Vプリカ is a Visa prepaid card that can be used online. More details on Vプリカ can be found below,

Ｖプリカ｜トップページ｜ネット専用Visaプリペイドカード

Duck DNS behaviour

The redirect link changes very frequently. The first link is lhuyykzzlv.duckdns[.]org in this case, but it redirects to a different Duck DNS link every few mins-hours.

The second link’s redirect will also change every few mins-hours.

The first and second Duck DNS domain has an IP of 45.12.138[.]87, and has many Duck DNS domains associated with them.

As Duck DNS is a free dynamic DNS, it is often abused for malicious purposes like in this case.

Conclusion

In this investigation, it was found that the behaviour of the smishing attack differs based on the User-Agent, and abuses Duck DNS. Multiple redirects are made before it reaches the fake AU page. Accesses from certain locations will prevent the fake AU page from loading.

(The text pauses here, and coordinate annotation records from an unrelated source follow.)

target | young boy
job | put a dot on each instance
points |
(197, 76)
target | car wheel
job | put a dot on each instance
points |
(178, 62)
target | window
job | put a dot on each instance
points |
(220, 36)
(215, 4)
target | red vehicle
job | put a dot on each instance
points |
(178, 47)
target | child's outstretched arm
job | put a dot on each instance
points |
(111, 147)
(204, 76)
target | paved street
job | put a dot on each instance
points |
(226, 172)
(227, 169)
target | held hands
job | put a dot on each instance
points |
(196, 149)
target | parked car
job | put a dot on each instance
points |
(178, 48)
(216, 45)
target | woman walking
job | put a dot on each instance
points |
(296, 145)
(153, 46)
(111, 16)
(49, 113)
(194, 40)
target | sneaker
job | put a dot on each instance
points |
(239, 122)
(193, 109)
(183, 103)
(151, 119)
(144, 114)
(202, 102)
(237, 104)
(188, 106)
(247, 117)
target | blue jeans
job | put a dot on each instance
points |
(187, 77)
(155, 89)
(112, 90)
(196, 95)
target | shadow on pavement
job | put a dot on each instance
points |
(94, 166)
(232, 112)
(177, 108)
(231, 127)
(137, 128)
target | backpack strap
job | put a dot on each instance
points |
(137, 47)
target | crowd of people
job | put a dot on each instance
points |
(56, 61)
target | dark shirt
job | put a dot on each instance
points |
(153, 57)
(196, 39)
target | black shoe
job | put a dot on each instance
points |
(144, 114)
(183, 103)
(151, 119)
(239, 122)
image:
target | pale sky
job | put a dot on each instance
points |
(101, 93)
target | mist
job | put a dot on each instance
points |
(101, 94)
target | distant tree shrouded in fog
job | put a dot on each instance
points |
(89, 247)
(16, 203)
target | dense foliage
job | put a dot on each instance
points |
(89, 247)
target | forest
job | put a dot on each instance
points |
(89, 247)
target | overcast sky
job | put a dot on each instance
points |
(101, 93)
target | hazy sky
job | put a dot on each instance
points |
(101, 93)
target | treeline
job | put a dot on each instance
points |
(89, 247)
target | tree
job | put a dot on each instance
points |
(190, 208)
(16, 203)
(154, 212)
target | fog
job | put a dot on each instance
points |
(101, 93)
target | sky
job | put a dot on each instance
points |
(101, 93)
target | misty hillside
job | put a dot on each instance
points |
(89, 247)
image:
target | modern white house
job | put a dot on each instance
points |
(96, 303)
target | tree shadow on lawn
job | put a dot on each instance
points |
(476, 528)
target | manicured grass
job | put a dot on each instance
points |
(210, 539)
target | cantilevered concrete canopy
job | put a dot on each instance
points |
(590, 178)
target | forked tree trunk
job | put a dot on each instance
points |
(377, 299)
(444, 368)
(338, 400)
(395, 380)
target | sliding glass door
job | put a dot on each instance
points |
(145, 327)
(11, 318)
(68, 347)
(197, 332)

• Android User-Agent: Redirects the user to a fake AU page, and downloads a malicious file called KDDI.apk
• iPhone User-Agent: Redirects the user to a fake AU page, and asks for the user’s details, and Vプリカ (prepaid card) numbers.

The behaviour of this smishing attack is similar to the one analyzed in my other blog, where it abused Duck DNS and changed behavior based on the User-Agent.

A “𝙨t𝙧a𝗇𝗀e 𝙛o𝙣𝗍” Smishing that changes behaviour based on User-Agent, and abuses Duck DNS

So if you receive an SMS message that uses Duck DNS, please be careful!